There was no sense of priority because government ministers were not convinced that blacklisting was still in operation. It was looked upon by New Labour ministers under Tony Blair as an anachronism, long extinct in a modern economy. In addition, Blair was constantly anxious to avoid anything that could be seen to be supporting trade unions and that might have upset the CBI or the Institute of Directors. Even the TUC and many trade unions put the issue on the backburner, citing lack of evidence.

In Parliament and with ministers, I regularly asked when the blacklisting regulations were to be published, to be met with a disdainful air, as if the question were an irrelevance.

When the raid by the Information Commissioner began to expose the role of The Consulting Association in the operation of a large-scale modern blacklist, I convened a meeting in Parliament of trade unionists who had suspected that they had been blacklisted and the Blacklist Support Group was formed.

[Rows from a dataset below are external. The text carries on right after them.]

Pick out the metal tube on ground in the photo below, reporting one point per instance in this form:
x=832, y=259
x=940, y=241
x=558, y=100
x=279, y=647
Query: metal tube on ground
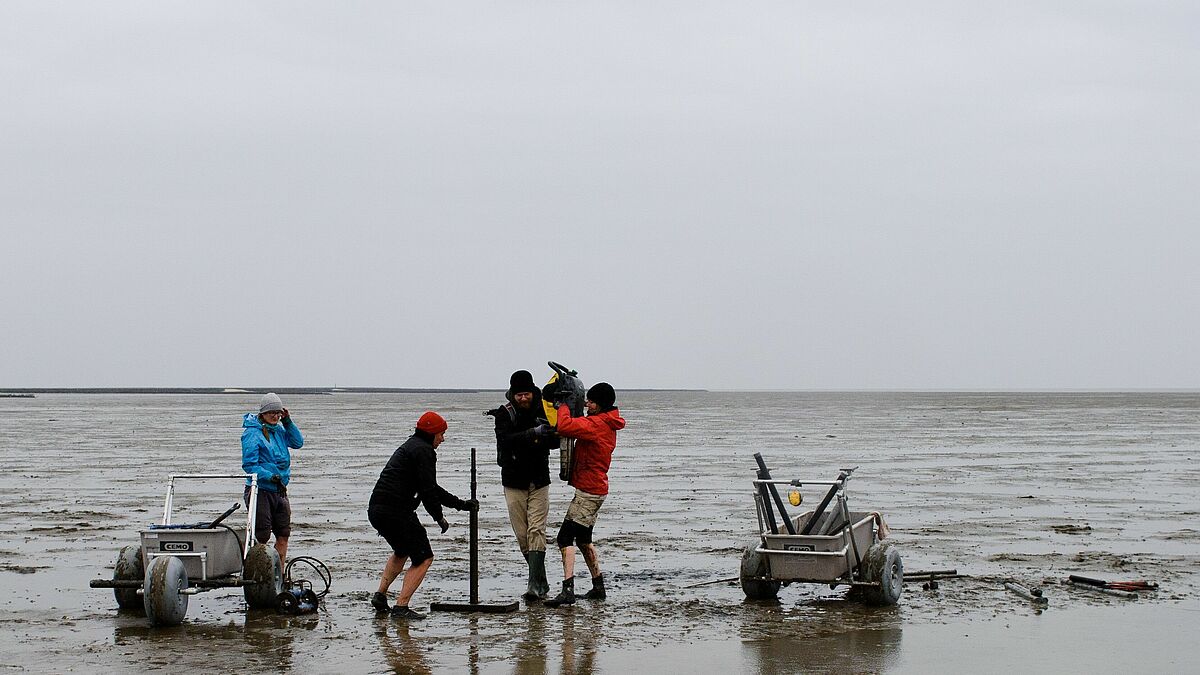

At these meetings I listened to so many heartrending stories of individuals and their families who had been forced into unemployment and poverty simply because the blacklisted worker could not follow their trade or gain employment at all. Many families could not cope with the strain and fell apart. The pressure broke the health and shortened the lives of many of those that were blacklisted.

Thanks to the tireless work of the Blacklist Support Group members and a number of their supporters, the blacklist story is now being told and redress is being sought. The operation of a blacklist is now accepted in those circles in the Labour and trade union movement that were in the past sceptical or dismissive. Indeed, we now know that some may even have been implicated in the operation of the blacklist.

There is still a long way to go to secure justice for the blacklisted workers and to bring to book those blacklisting companies and their directors who scarred the lives of so many workers and their families. Nevertheless a start has been made and this book will make a major contribution to securing the righting of an appalling wrong.